Biasanya, kawasan pondok santri putri berada satu komplek dengan kediaman kyai pondok. Pertimbangannya tentu soal keamanan. Berada disisi kyai lebih terjamin keamanannya. Namun perkembangan jaman perlu diantisipasi.
Rumah kyai berarti rumah bagi putra-putra sang kyai yang masih muda dan naluriahnya memiliki ketertarikan dengan perempuan di sekitarnya. Sementara akses teknologi kepada konten pornografi bisa terjadi pada para Gus ini.
Disinilah kerawanan terjadi, padahal santri putri berada dalam posisi lemah yang sulit melawan keinginan keluarga kyai.
Dalam pesantren “asli” yang mewarisi tradisi turun temurun saja kerawanan itu bisa terjadi, apalagi pesantren jadi-jadian (pseudo pesantren) dimana tidak ada kyai melainkan hanya pimpinan lembaga yang tentu berbeda jauh kualitas kelimuan dan apalagi spiritualnya.

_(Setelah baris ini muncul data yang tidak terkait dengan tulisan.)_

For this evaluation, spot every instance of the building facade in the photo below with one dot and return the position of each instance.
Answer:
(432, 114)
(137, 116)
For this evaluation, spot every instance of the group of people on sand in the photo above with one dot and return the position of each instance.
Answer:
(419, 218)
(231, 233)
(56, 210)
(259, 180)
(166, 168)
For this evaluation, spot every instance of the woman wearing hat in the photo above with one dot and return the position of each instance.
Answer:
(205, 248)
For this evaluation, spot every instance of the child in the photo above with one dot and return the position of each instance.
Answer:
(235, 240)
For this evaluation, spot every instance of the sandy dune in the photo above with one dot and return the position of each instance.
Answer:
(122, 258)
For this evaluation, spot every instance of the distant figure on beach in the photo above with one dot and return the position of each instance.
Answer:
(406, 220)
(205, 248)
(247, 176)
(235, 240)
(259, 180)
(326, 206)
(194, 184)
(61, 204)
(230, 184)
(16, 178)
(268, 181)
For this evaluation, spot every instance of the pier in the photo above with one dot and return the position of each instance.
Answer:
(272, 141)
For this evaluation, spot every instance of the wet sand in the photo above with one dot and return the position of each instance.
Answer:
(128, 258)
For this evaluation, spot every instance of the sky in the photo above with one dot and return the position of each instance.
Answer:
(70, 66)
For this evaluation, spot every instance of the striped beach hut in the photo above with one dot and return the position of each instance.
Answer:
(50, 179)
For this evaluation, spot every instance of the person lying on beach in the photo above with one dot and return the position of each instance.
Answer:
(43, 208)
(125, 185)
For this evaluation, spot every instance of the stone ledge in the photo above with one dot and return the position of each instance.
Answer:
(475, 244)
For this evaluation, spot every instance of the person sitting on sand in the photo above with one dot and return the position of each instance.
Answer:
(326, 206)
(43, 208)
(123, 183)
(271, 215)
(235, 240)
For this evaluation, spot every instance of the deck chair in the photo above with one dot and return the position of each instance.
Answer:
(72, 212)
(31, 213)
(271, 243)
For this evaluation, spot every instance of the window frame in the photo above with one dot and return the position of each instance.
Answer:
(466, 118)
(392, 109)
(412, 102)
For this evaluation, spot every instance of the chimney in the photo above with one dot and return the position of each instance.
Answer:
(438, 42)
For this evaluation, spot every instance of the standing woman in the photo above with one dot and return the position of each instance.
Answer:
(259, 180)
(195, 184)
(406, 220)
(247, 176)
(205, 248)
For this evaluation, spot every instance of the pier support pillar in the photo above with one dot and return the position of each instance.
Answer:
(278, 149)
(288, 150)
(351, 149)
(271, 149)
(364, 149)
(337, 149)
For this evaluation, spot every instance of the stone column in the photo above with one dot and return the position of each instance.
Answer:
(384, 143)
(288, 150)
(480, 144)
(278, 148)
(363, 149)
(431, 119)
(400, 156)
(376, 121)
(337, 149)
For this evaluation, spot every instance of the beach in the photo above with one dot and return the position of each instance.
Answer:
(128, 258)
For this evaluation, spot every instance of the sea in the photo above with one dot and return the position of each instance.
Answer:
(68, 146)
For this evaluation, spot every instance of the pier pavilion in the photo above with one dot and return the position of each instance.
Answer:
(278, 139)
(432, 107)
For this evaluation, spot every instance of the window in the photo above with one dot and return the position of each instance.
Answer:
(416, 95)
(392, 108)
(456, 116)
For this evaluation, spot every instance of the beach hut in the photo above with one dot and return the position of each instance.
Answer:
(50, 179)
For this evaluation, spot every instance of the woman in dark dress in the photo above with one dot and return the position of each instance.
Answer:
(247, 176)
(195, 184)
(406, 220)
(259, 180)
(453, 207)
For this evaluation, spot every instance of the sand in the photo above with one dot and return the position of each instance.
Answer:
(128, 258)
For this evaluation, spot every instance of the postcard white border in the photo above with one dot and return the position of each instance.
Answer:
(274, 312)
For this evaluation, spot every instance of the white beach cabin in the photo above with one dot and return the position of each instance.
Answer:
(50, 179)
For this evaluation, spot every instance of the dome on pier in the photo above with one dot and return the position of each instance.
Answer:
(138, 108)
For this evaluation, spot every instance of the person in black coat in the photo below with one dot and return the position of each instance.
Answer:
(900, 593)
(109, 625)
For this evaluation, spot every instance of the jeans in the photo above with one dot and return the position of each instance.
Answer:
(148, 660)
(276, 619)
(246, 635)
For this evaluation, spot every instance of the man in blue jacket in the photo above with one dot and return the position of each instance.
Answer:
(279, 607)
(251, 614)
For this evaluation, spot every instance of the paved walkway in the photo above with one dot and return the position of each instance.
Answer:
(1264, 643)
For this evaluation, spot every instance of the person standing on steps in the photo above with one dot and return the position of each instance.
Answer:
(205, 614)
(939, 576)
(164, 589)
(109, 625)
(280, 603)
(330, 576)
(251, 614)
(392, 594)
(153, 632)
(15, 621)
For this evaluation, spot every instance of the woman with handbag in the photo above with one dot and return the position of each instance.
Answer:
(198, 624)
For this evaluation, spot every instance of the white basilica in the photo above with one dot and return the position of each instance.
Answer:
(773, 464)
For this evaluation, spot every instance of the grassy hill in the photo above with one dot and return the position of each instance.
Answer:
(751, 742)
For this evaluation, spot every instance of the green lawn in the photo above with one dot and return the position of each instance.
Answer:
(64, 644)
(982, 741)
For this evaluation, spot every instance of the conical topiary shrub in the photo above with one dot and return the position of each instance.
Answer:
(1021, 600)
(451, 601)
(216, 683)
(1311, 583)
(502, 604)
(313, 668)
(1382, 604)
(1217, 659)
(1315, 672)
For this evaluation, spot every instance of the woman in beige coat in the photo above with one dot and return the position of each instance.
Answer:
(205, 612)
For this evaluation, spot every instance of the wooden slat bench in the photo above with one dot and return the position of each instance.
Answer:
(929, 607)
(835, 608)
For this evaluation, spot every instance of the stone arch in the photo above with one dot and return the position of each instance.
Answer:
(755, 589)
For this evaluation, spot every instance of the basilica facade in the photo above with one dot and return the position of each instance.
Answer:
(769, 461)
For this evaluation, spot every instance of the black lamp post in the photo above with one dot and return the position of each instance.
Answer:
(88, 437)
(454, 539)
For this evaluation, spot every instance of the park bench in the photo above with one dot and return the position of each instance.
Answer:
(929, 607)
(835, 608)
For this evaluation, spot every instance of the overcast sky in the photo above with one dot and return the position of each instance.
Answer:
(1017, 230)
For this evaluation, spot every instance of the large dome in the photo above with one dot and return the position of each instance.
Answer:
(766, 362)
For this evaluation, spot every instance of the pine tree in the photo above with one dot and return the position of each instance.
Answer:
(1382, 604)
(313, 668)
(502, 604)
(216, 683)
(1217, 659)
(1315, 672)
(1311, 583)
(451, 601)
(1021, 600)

Pseudo pesantren ini kini makin marak dan memprihatinkan. Padahal perbedaannya dengan pesantren yang “asli” sangat jauh.
Satu, tidak ada figur kyai yang menjadi sentral aktivitas pesantren. Kyai bukan hanya pemimpin dalam keilmuan dan manajemen pondok, namun juga panutan dalam akhlak dan rujukan dalam spiritual. Di boarding school yang ada hanya pimpinan lembaga, tidak harus menjadi panutan dan apalagi rujukan spiritual.
Dua, pesantren dibangun dengan semangat bertumbuh, dari sedikit santri hingga menjadi banyak, bahkan banyak santri yang mendirikan asramanya sendiri. Dalam boarding school, gedung dibangun lebih dahulu, sarana dilengkapi, baru cari murid. Bahkan pimpinan bisa direkrut kemudian. Dan digaji pula.
Tiga, kurikulum pesantren biasanya mengikuti kurikulum pondok tempat sang kyai mengaji dahulu. Maka muncul istilah “pondok cabang” atau “pondok anak” dari sebuah pesantren besar. Dalam boarding school, kurikulum tidak mengacu ke masa lalu namun baru disusun sesuai kajian pendirinya
Empat, pesantren biasanya tidak mematok biaya mondok yang tinggi, berbeda dengan boarding school yang biasanya biayanya fantastis
Itulah beberapa perbedaan pesantren yang kini terdapat rujukan undang-undannya dengan pseudo pesantren yang banyak bermunculan kini. Semoga tulisan sederhana ini bisa membaw kita merenungkan lebih jauh posisi dan peran pesantren di era 4.0 ini.